International tax treaties can be extremely confusing for the layman. That is because the provisions in such treaties are drafted in a very convoluting manner. And it is not just the layman who is confounded.
Even experts in other fields struggle to decipher the implications of certain provisions in such treaties. Harshal Bhuta, a chartered accountant (CA), will vouch for that. Bhuta, a partner at P.R.
Bhuta & Co., came across one such instance when he was advising one of his NRI clients from Singapore on Indian investments. Under the Double Taxation Avoidance Agreement (DTAA), non-resident Indians (NRIs) based in select countries such as Singapore, UAE and Mauritius don’t have to pay capital gains tax on Indian mutual funds (MF). For NRIs based in Singapore, there is a rider though—a prerequisite that they have to meet before they are eligible for the tax benefit.
Article 24 (1) of the India-Singapore DTAA, states that the capital gains needs to be repatriated to Singapore. Since MF capital gains have to be taxed in Singapore (and not in India), the treaty requires the proceeds to be sent there for taxation. And herein begins the confusion.
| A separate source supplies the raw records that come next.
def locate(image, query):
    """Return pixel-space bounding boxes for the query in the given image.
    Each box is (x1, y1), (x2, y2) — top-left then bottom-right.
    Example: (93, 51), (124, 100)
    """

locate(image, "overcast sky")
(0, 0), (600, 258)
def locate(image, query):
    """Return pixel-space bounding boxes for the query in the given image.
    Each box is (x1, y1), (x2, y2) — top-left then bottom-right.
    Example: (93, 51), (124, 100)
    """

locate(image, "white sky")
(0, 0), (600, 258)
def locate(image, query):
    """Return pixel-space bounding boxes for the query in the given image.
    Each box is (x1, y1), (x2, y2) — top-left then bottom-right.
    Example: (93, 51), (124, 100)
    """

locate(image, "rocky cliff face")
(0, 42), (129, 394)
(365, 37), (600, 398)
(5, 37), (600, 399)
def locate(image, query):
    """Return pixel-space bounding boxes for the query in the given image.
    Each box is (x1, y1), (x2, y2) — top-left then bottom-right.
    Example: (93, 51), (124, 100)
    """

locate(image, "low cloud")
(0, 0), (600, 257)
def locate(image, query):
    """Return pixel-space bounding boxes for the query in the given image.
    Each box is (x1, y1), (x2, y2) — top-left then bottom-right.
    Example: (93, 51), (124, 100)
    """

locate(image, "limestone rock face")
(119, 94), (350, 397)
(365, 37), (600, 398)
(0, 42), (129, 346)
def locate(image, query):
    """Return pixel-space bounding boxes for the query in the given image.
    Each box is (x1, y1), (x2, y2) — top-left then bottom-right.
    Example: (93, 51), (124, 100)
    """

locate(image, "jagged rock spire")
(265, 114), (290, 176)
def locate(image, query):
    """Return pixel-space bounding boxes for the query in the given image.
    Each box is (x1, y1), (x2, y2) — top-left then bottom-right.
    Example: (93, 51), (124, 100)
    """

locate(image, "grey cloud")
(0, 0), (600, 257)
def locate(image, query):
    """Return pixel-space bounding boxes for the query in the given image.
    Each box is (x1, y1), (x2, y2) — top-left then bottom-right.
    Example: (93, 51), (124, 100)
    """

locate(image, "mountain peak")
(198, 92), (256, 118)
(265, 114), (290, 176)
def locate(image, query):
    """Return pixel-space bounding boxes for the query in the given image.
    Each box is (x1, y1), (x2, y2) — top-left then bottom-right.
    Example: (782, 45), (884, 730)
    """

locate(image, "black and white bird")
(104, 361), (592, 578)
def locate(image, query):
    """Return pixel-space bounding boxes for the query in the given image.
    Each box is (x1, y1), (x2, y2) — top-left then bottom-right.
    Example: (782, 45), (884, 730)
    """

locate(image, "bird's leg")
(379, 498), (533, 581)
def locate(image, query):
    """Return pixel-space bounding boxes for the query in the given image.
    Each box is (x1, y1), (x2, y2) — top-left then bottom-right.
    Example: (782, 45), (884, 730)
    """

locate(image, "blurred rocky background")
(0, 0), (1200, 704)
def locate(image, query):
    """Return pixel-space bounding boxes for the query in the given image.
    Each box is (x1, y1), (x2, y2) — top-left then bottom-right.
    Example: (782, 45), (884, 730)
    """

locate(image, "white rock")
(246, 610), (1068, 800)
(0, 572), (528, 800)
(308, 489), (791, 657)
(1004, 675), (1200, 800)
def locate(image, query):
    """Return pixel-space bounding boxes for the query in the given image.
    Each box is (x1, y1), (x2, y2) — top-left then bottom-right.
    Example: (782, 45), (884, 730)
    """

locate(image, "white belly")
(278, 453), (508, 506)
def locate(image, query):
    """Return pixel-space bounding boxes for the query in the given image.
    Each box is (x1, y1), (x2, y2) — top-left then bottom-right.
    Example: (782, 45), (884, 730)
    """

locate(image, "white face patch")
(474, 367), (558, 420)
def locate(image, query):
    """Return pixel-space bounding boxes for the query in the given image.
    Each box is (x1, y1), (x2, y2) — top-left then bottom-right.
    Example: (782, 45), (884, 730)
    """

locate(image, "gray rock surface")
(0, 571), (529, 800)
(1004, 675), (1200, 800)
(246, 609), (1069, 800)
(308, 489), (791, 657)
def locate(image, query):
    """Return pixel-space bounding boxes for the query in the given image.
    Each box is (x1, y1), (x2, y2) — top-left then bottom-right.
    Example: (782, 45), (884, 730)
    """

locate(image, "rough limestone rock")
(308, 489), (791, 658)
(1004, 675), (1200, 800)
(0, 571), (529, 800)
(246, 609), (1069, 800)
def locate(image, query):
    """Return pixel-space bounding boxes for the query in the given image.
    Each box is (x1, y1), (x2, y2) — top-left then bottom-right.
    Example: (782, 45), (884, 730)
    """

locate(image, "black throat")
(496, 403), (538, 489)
Singapore does not levy any tax on capital gains. Thus, the DTAA rule that states that gains need to be taxed in Singapore might not be fulfilled and, hence, some financial experts are of the opinion that the gains might be taxable in India. Another interpretation by other experts is that since India does not have taxation rights on capital gains in the first place under the treaty, the income tax department cannot ask NRIs based in Singapore to pay up taxes if such a situation arises.